FBI raids Lineage II rogue op
But did they get epix or phat lewt?
Agents from the FBI have raided and shut down the L2Extreme website and servers, which operated an unauthorised server for NCsoft's Lineage II massively multiplayer game, and claimed to have half a million registered users.
Working with NCsoft, the FBI carried out raids in multiple cities across the United States - presumably after a few false starts when their main tank had bad lag or their healers had a strop over loot allocation - and while its estimate of L2Extreme's popularity is rather lower, at 50,000 active users, it does agree that the operation was costing NCsoft millions of dollars a year. The owners of the site are being questioned and the website itself has been replaced with an FBI holding page which is impressively nasty both in terms of web design and content.
NCsoft, for its part, is obviously glad to see the back of the rogue operation, which it reckons was defrauding the company's paying customers by "stealing" from the firm, a wanton misuse of the English language which makes us wonder if IP lawyers actually understand why nobody talks to them at parties (which they'd probably describe as "stealing" from their social lives).
"In the end those losses impact our customer support, product development, operational areas and ultimately they impact our player communities, most of which are trying to play games legitimately," NCsoft's North America general counsel continued, which is much more reasonable than the "stealing" nonsense.
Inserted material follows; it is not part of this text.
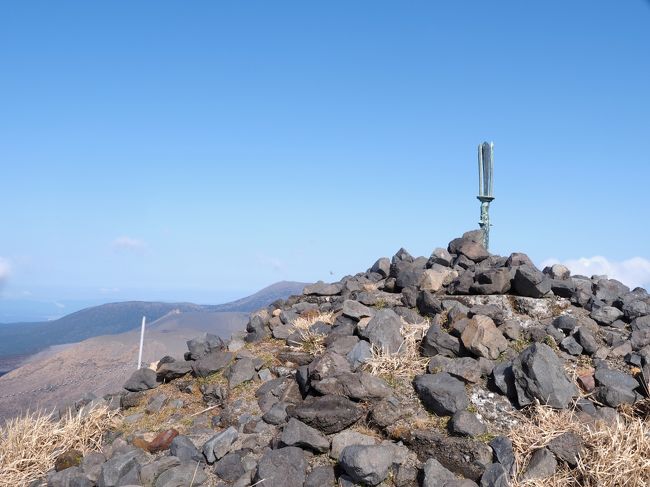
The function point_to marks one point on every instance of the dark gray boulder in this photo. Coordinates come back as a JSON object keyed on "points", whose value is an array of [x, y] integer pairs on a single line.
{"points": [[329, 414], [438, 341], [571, 346], [605, 315], [212, 363], [381, 266], [464, 368], [504, 454], [142, 380], [469, 247], [151, 471], [440, 256], [563, 288], [322, 289], [614, 387], [230, 467], [530, 282], [256, 328], [636, 308], [539, 374], [566, 323], [356, 310], [119, 467], [367, 464], [173, 370], [541, 465], [184, 475], [464, 423], [322, 476], [360, 386], [198, 347], [492, 281], [297, 433], [383, 331], [609, 291], [463, 456], [640, 323], [435, 475], [586, 340], [184, 449], [70, 477], [441, 393], [241, 371], [285, 467], [217, 446], [495, 476]]}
He went on to praise the FBI, and pledged to continue to fight future operations in the future, before riding off into some form of legal sunset.
This isn't the first time that there's been a legal wrangle over the provision of a "rogue" multiplayer service, of course - Blizzard fans may recall the protracted case of BNETD, a piece of software designed to clone the operations of Blizzard's Battle.net multiplayer service. However, the L2Extreme case seems to be altogether more clear cut, since unlike BNETD (which was a project to develop a compatible server that could run Battle.net games, which is a tough one to call on a legal basis), these guys were actually just running ripped off server code for Lineage II - which certainly falls under the naughty heading.